Sign-On Letter: Supports Not Separation
OVERVIEW
In July 2025, Governor Grisham issued a directive requiring hospitals to place infants under a mandatory 72-hour hold if the infant was born exposed to substance. This directive unleashed chaos and confusion across the New Mexico health care system as the directive was unclear and had no implementation guidelines. It is also in opposition to existing New Mexico child welfare policies and practice. Advocates in New Mexico are concerned for families and patients. This sign on letter expresses deep concern about the directive noting that while it may be well-intentioned it undermines the cornerstone of effective health care: trust between patient and provider.
SIGN-ON LETTER
We are looking for health care provider signers from across the country in solidarity with New Mexicans who believe families deserve support and not separation. Please read the letter, and sign below.
Health care providers dedicate our lives to the wellbeing of families and communities. We have deep concerns about policy directives and proposals that mandate the separation of newborns from their families at birth. These policies undermine the foundation of effective health care: trust between patients and providers.
This summer New Mexico Governor Michelle Lujan Grisham directed that all newborns exposed to alcohol and drugs be separated from their parents and held in the custody of the deeply overwhelmed New Mexico Children Youth and Families Department (NM CYFD), with no exceptions.
This mandate is dangerous and unlawful. These directives undermine state law designed to provide support and resources to families when they show up for health care. These directives also break both state and federal laws that are supposed to keep Native children with their communities.
When patients—especially pregnant or postpartum parents—fear that being honest with their provider could result in investigation and loss of their child, they are less likely to seek care. This can quickly spiral into poor behavioral health outcomes, as well as dangerous untreated physical health problems for babies and parents. Directives like this turn medical settings into environments where patients are punished rather than cared for, and ultimately keep people from accessing the care they and their newborns need.
Substance use during pregnancy is complex. It often intersects with trauma, poverty, mental health conditions, and barriers to care. Addressing perinatal substance use requires trust-based conversations and patient-centered treatment—not criminalization. When providers are required to separate parents from their newborns, the system is undermining medical best practices and a provider’s ethical obligation to act in the best interest of their patients.
The consequences of broken patient-provider trust are not theoretical. New Mexico’s maternal mortality rate is 1.5 times higher than the rest of the country. We cannot afford to make childbirth more dangerous.
Involvement with child welfare systems—even if temporary—can traumatize families and interrupt practices, like breastfeeding, that improve overall infant outcomes. Separations can cause newborns, children and their parents lifelong emotional and developmental harm. Unwarranted removals disproportionately impact Indigenous, Black, Latine, and low-income families, further exacerbating existing inequities in perinatal and infant health outcomes. Listening to patients in a trusting partnership, with patient centered evidence-based care is the way to improve outcomes, not “one size fits no one” family removals. As providers it is our obligation to always consider the safety of our patients, including newborns. These directives take away our capacity to treat the unique needs of each family in our care.

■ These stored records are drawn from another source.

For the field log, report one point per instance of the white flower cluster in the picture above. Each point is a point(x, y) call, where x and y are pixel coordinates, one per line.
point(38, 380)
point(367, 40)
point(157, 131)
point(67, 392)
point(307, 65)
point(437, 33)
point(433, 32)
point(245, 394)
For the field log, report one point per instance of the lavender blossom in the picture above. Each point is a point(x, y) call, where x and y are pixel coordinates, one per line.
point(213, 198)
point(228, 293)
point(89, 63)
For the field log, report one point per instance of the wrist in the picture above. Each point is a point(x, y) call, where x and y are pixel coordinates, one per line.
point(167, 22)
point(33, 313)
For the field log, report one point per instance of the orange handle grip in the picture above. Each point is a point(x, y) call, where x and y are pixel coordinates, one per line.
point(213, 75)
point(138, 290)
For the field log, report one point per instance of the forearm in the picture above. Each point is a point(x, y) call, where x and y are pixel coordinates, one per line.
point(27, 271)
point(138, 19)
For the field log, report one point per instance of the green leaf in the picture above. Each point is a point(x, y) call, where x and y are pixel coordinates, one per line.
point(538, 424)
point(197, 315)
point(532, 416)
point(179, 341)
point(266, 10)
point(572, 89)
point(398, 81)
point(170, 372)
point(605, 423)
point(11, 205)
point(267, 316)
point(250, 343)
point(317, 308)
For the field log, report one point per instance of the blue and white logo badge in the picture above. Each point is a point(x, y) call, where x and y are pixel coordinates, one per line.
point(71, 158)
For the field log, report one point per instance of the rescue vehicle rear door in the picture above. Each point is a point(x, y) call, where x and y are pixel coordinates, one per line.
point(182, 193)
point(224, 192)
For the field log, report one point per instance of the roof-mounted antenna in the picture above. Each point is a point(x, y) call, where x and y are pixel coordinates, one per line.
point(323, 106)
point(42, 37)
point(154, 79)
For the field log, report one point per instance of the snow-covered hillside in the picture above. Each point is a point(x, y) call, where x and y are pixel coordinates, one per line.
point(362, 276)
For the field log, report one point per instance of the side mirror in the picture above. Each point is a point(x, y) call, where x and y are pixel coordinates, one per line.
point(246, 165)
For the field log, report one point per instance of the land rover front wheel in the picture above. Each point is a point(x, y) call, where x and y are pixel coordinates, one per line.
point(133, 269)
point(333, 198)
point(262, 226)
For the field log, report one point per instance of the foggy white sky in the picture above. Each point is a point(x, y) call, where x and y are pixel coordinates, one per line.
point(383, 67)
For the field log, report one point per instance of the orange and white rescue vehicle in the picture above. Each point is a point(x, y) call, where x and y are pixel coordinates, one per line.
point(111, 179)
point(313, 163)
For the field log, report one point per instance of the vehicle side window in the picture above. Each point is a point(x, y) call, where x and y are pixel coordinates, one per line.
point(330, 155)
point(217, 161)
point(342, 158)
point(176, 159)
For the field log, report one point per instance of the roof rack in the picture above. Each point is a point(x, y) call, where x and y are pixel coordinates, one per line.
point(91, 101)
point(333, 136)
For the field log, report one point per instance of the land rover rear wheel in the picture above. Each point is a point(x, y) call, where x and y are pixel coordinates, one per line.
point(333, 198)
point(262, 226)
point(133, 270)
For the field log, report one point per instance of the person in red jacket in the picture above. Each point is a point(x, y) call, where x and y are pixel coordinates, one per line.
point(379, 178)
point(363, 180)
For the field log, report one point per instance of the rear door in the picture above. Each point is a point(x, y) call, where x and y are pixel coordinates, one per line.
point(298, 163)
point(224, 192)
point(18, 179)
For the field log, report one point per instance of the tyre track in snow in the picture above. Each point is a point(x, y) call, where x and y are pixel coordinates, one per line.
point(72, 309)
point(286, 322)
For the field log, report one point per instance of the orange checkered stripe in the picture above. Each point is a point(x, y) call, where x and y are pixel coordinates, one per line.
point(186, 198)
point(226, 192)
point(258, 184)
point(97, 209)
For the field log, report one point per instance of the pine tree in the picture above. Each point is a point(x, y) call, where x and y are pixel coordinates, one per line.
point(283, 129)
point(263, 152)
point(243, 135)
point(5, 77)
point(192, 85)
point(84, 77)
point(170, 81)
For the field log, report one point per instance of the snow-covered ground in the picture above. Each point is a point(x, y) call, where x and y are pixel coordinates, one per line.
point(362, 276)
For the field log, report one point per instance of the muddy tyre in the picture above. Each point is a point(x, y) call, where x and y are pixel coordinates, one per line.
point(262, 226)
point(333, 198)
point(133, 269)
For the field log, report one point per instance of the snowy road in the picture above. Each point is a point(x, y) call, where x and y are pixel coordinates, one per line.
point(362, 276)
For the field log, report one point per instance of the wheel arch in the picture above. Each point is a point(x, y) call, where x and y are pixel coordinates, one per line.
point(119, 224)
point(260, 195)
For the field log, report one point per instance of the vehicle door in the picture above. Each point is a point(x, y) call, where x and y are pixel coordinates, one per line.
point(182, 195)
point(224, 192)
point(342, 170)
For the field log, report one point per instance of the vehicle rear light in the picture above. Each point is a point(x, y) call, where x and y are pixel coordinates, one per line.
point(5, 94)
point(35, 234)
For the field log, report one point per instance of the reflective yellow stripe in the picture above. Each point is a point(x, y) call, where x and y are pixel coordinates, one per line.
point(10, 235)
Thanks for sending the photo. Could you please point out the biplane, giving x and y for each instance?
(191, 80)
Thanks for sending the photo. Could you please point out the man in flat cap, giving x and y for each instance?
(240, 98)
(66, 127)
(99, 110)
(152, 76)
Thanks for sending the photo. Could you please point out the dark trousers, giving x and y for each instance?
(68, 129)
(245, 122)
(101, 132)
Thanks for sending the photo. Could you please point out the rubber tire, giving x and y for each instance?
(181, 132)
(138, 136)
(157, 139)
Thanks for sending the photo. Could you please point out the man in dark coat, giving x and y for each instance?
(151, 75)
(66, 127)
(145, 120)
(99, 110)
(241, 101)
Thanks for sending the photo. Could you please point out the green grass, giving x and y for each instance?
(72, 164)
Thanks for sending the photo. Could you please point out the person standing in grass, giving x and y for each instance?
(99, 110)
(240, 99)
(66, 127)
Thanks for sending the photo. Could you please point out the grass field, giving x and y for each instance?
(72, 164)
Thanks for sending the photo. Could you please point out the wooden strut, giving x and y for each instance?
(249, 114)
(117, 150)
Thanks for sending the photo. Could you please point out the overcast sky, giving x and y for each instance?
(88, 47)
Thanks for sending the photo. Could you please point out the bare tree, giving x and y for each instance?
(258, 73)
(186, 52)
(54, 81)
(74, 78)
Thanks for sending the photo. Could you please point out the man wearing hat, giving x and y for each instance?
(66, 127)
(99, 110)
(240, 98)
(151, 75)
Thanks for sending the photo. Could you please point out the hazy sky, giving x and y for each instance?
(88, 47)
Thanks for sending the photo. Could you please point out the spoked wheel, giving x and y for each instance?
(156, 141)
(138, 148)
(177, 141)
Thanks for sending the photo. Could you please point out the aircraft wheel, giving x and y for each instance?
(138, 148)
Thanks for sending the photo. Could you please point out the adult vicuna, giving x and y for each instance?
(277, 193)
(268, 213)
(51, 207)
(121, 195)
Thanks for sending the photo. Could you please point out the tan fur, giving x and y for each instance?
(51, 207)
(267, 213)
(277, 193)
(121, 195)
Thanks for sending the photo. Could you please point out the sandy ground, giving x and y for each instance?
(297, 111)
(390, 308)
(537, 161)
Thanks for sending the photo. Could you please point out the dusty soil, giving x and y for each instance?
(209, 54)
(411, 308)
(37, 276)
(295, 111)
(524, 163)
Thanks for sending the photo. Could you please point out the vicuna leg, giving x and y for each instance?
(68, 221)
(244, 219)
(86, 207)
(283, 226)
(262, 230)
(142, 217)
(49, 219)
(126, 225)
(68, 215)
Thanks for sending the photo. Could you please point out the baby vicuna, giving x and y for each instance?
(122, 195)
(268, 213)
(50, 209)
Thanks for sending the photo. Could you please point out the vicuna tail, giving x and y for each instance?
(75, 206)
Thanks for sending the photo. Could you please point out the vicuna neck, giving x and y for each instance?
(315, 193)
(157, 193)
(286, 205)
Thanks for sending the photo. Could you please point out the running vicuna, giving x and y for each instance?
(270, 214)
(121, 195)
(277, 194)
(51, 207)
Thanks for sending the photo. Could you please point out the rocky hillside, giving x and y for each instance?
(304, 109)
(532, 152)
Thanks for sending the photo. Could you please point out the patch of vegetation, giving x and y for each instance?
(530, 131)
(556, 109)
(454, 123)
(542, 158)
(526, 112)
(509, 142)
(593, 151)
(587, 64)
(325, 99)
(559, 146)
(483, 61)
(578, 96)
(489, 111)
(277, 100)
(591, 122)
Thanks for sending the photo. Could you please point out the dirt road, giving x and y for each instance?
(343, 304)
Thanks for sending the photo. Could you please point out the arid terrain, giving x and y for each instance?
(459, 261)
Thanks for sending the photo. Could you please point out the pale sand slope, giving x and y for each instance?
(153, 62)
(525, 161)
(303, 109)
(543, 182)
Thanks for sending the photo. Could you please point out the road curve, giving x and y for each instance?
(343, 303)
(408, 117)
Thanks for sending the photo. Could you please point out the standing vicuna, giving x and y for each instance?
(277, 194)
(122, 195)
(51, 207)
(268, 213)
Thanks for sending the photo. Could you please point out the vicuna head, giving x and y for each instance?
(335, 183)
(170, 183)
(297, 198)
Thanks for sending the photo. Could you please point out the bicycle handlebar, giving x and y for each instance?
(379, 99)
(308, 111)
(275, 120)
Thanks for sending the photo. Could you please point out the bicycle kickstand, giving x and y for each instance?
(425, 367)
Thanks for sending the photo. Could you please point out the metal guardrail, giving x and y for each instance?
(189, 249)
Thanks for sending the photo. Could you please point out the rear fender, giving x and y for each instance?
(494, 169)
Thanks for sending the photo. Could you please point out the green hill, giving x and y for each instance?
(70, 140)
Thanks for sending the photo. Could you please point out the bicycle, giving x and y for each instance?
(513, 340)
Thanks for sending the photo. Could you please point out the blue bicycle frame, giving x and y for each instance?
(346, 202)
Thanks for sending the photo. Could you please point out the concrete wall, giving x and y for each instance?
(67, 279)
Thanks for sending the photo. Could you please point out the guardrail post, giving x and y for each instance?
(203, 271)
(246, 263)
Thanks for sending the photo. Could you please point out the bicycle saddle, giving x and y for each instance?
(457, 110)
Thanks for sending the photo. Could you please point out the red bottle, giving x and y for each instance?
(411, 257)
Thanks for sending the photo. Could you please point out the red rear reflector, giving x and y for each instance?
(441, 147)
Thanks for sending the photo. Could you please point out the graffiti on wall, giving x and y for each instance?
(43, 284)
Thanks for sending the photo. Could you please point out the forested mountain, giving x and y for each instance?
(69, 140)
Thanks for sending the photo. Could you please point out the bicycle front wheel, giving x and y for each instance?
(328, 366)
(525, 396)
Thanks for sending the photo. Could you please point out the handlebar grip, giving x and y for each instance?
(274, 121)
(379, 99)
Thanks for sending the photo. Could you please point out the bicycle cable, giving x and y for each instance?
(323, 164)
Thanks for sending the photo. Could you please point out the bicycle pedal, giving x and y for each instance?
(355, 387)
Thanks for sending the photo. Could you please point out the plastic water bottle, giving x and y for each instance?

Earlier this year the New Mexico Legislature passed SB 42, a bipartisan approach that updated child welfare policies relating to substance use and pregnancy. It’s time to put down the harmful separation directives and instead implement New Mexico’s SB 42 with integrity; this is a critical step that demonstrates our commitments to care for families.
We can acknowledge the complexities of these situations and together build accountable state responses that center the lived expertise of families that best understand these circumstances. Together we must build out access to detox and recovery beds available as soon as someone is ready and asking for support. We must create programs where parents can access treatment, while bringing little ones along and having somewhere to call home. Addiction is a health care issue and it should be treated as such—with compassion, dignity, and evidence-based practices.